Como o WALL·E pode ajudar o seu avô a ter uma vida melhor

Por João Víctor Ferreira Araujo e
Otávio Nunes Rosa

Que o nosso emocionante catador de lixo é extremamente fofo e carismático nós já sabemos, mas você imaginaria que o seu(sua) avô(avó) poderia acabar precisando de um WALL·E para sobreviver, e que de quebra te pouparia de uma grande pressão psicológica? No decorrer deste artigo você descobrirá como isso já é possível e tende a se tornar cada vez mais realidade em nosso dia a dia.

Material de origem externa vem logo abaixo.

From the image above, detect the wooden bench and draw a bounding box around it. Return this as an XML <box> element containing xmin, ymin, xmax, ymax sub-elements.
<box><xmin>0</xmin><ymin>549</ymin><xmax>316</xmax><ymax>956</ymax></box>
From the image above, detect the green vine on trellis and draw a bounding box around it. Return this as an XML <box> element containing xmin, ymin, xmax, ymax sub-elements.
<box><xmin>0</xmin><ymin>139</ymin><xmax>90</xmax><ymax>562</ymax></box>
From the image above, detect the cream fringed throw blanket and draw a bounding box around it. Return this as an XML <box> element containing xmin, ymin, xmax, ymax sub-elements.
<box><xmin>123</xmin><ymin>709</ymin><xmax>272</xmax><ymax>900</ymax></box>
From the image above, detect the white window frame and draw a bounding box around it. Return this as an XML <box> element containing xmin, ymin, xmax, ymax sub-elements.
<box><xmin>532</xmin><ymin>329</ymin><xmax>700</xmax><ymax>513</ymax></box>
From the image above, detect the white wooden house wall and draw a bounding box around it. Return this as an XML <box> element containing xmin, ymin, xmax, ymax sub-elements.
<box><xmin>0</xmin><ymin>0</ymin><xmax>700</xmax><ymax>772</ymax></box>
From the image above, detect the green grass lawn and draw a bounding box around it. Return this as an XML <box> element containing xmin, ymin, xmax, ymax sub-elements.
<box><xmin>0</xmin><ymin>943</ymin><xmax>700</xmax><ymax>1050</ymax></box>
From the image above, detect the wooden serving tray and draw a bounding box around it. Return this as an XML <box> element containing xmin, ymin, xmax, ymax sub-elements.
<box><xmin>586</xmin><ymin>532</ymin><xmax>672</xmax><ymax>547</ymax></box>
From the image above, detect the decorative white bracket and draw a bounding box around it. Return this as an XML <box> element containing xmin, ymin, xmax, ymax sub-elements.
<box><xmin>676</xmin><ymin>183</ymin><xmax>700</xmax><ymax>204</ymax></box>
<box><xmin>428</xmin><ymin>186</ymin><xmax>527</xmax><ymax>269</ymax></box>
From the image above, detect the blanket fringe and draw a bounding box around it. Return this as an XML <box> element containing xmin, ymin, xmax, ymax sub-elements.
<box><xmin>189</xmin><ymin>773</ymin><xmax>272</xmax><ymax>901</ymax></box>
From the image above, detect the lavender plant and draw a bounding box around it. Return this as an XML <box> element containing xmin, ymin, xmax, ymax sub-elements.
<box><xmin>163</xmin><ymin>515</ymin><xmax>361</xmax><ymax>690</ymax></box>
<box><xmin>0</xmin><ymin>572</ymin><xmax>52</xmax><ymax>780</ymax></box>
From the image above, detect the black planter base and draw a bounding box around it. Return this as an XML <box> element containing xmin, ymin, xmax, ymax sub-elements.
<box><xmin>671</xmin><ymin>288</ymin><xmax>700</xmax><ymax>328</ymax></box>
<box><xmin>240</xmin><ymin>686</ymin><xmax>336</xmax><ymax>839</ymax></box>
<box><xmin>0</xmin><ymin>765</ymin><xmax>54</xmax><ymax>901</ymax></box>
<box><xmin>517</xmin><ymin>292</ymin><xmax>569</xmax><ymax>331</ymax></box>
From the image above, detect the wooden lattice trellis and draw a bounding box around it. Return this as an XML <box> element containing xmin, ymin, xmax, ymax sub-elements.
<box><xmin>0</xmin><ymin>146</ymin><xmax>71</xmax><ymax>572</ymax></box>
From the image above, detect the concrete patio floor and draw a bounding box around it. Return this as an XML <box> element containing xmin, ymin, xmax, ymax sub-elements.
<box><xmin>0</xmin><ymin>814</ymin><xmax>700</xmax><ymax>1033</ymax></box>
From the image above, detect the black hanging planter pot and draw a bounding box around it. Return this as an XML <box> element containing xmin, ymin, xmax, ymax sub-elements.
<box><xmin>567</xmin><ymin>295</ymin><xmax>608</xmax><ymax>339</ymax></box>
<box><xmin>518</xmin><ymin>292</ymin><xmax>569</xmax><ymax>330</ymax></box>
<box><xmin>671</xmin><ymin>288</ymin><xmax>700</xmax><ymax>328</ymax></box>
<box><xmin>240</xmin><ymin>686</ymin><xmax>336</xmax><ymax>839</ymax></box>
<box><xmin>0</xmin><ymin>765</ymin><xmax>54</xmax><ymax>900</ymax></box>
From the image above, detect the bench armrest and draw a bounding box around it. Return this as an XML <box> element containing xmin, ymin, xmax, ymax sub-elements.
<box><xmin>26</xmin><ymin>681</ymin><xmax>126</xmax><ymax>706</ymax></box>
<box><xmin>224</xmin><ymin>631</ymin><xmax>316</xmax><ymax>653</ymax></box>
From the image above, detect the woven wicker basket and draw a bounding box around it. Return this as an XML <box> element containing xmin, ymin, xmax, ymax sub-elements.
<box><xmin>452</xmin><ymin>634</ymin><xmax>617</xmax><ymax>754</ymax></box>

Um dos principais motivos para que essa interação humano-robô seja possível se encontra no processo de industrialização mundial que trouxe consigo grandes mudanças para a humanidade, sendo uma delas o aumento da expectativa de vida. Com o envelhecimento da população e a diminuição na taxa de natalidade internacional, o número de idosos com necessidades de assistência médica, social e pessoal vem aumentando a cada dia, contudo, por conta de instâncias menos aglomeradas de faixas etárias inferiores à esta, proporcionalmente, muitos destes anciãos acabam sem um amparo familiar. Dados do IBGE[1] nos apontam para onde estamos caminhando:

Neste gráfico percebemos a tendência da inversão na pirâmide etária do Brasil, algo que já é realidade na grande maioria dos países de primeiro mundo e que já vem assim,  acarretando um profundo impacto psicológico, tanto para os idosos — Por conta da solidão — quanto para os jovens — Por conta da pressão de terem que cuidar sozinhos de seus avós e/ou pais. Para evitar este cenário lógico, porém infortúnio, diversas alternativas vêm sendo pensadas, criadas e postas em prática, e é claro que a tecnologia não ficaria para trás. 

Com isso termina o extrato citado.